East Lansing Library Seeks Outside Help as Youth Behavior Issues Persist: Mental Health and Security Solutions Proposed
Frustrated by ongoing youth behavioral problems at the East Lansing Public Library, ELPL staff are looking to outside sources for help.
“It is an unfair ask of our staff to be the only problem solvers in the room,” Interim Library Director Chrissie Evaskis-Garrett said.
The library has become a default space for students to kill time after school, and board members are concerned that this undermines the purpose of the library. At the Wednesday, Aug. 20 Library Board of Trustees meeting, the board declared a need for support.
“The students are not coming to the library to be there,” Board President Ameenah Asante said. “They’re coming because they have no place to go. We’ve seen this for a couple of years, and we’re trying to solve a constantly moving target when the bigger conversation needs to happen.”

At the meeting, two presentations outlining potential remedies for the library’s ongoing behavioral issues were given to the board.
Women’s center director proposes using mental health specialists to address issues.
The Women’s Center of Greater Lansing and Resolution Services Center of Central Michigan (RSCCM) proposed a solution that they believe would reduce behavioral incidents by 70% by the end of the upcoming school year, women’s center Executive Director Rebecca Kasen said at the meeting.
“We’d like for the number to be 0, but we know that kids are still kids and there are other issues.”
Their proposal mirrors an Arizona library’s approach to handling incidents involving youth by implementing restorative justice practices.
The women’s center would place a licensed therapist, and RSCCM would place a restorative justice specialist in the library every school day from 3-6 p.m.
Generally, the restorative justice specialist would be at the library to immediately respond to the start of a problem before potential escalation. The therapist would provide mental health presentations and individual therapy with parent permission, Kasen explained.
Kasen said former Library Director Kevin King told her that there are 12-15 “ringleaders” of the group causing problems.
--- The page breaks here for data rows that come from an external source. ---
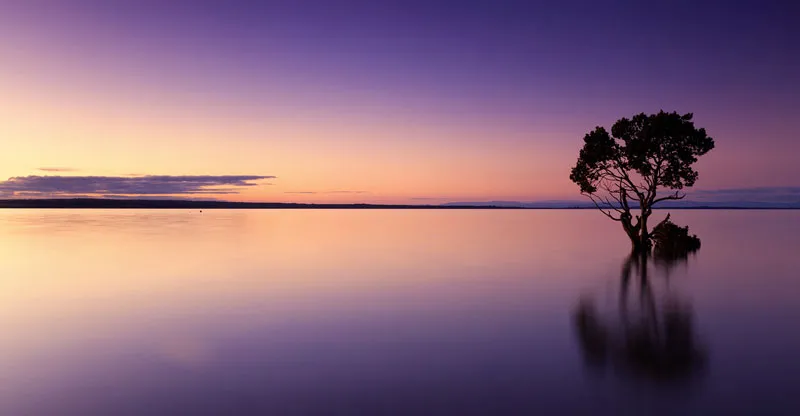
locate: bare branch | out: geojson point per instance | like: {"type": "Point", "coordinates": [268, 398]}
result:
{"type": "Point", "coordinates": [604, 211]}
{"type": "Point", "coordinates": [676, 196]}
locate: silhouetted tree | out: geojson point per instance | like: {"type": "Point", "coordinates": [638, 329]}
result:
{"type": "Point", "coordinates": [645, 160]}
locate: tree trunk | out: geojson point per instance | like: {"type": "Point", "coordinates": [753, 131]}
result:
{"type": "Point", "coordinates": [644, 235]}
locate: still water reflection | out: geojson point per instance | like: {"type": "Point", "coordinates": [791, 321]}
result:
{"type": "Point", "coordinates": [392, 312]}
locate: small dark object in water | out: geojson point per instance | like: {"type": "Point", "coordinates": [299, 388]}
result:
{"type": "Point", "coordinates": [673, 241]}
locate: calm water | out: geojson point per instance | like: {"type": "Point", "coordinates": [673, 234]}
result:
{"type": "Point", "coordinates": [392, 312]}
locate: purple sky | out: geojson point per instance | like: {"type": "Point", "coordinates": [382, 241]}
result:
{"type": "Point", "coordinates": [392, 87]}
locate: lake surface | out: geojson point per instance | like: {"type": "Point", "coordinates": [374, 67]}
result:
{"type": "Point", "coordinates": [368, 312]}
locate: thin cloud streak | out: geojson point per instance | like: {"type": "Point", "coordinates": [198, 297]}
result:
{"type": "Point", "coordinates": [60, 186]}
{"type": "Point", "coordinates": [325, 192]}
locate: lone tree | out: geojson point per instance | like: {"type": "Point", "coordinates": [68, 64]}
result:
{"type": "Point", "coordinates": [645, 160]}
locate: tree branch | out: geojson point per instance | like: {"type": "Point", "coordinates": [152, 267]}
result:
{"type": "Point", "coordinates": [675, 196]}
She thinks that using specialists to address bad behavior can solve the library’s problems without harming children who are still developing.

To further support the kids, the proposal includes a leadership training class, which Kasen explained would be a group that meets once weekly with the therapist to help encourage the kids to focus their leadership skills for good.
Participation in the new program would require parental permission.
“We want the parent permission slip for two reasons: you don’t involve children without their parents’ consent, and we want parent buy-in. We are there to support the kids, not call the cops, or do any punitive things,” Kasen said.. “We are here to shape the next generation of leaders.”
Kasen is still looking for a funding source for her program.
“I’ve been applying to grants since May, and the systems are overrun. The one grant I’m most hopeful for won’t decide until November,” Kasen said. “I talked to Councilmember [Dana] Watson, and she said the school district, library and City Council are already allocating funds directly or indirectly to resolving this issue.”
Previously, Kasen said the cost of the program would be about $105,000. She recommended reallocating funds from the library, school and city to get the program started, since this is a timely issue. If the women’s center finds a grant to fund the program, it would shift over to that revenue stream.
Trustee Amy Zaagman, Asante and Evaskis-Garrett noted at the end of Kasen’s presentation that they’d like to see how the women’s center can work with the library staff who have been tackling this issue for a while now.
Library board hears from security company about potential fixes.
Building on the theme of safety, Director of Operations at Teachout Security Solutions Derek Loomis was invited to talk to the board about the possibility of adding security to the library.
Teachout uses a de-escalation model for reducing incidents of violence. Additionally, they offer service training that would be available to library staff, including CPR and Narcan training.
Loomis noted that libraries have specific security needs. He said Teachout has employees in some libraries who are dressed similarly to police officers that monitor access points.
Teachout’s main goal is to watch for suspicious behaviors and violations of the patron code of conduct.
Teachout currently serves Bay City, Saginaw, Kalamazoo, Battle Creek and Dearborn Heights Public Libraries, Loomis said.
Loomis shared de-escalation tactics with the board, and explained how Teachout has responded to different issues. He also said that the best form of de-escalation is proactive.
“The best de-escalation is the kind you don’t have to do,” Loomis said. “If you can have a great rapport with the people coming into the library and [can] be positively engaged with them all the time, but you have a little bit of deterrence. Knowing you have a security officer in the building goes a long way.”
Evaskis-Garrett shared that Teachout worked at Jackson District Library, a library she previously worked at.
“I only had positive interaction with the team there,” she said.
Before moving forward with any proposal, the library board plans to meet with both the school board and the City Council.
“Creating a de facto teen center out of the library because they don’t have anywhere else to go is unfair for the community to continue to expect library staff, and for the library to serve that purpose,” Zaagman said. “We need to get the leadership of the City Council, the library, and the school board in a room and say it’s a collective issue. It’s unfair for us to continue to be put in the situation where we’re constantly trying to rework library plans and programming.”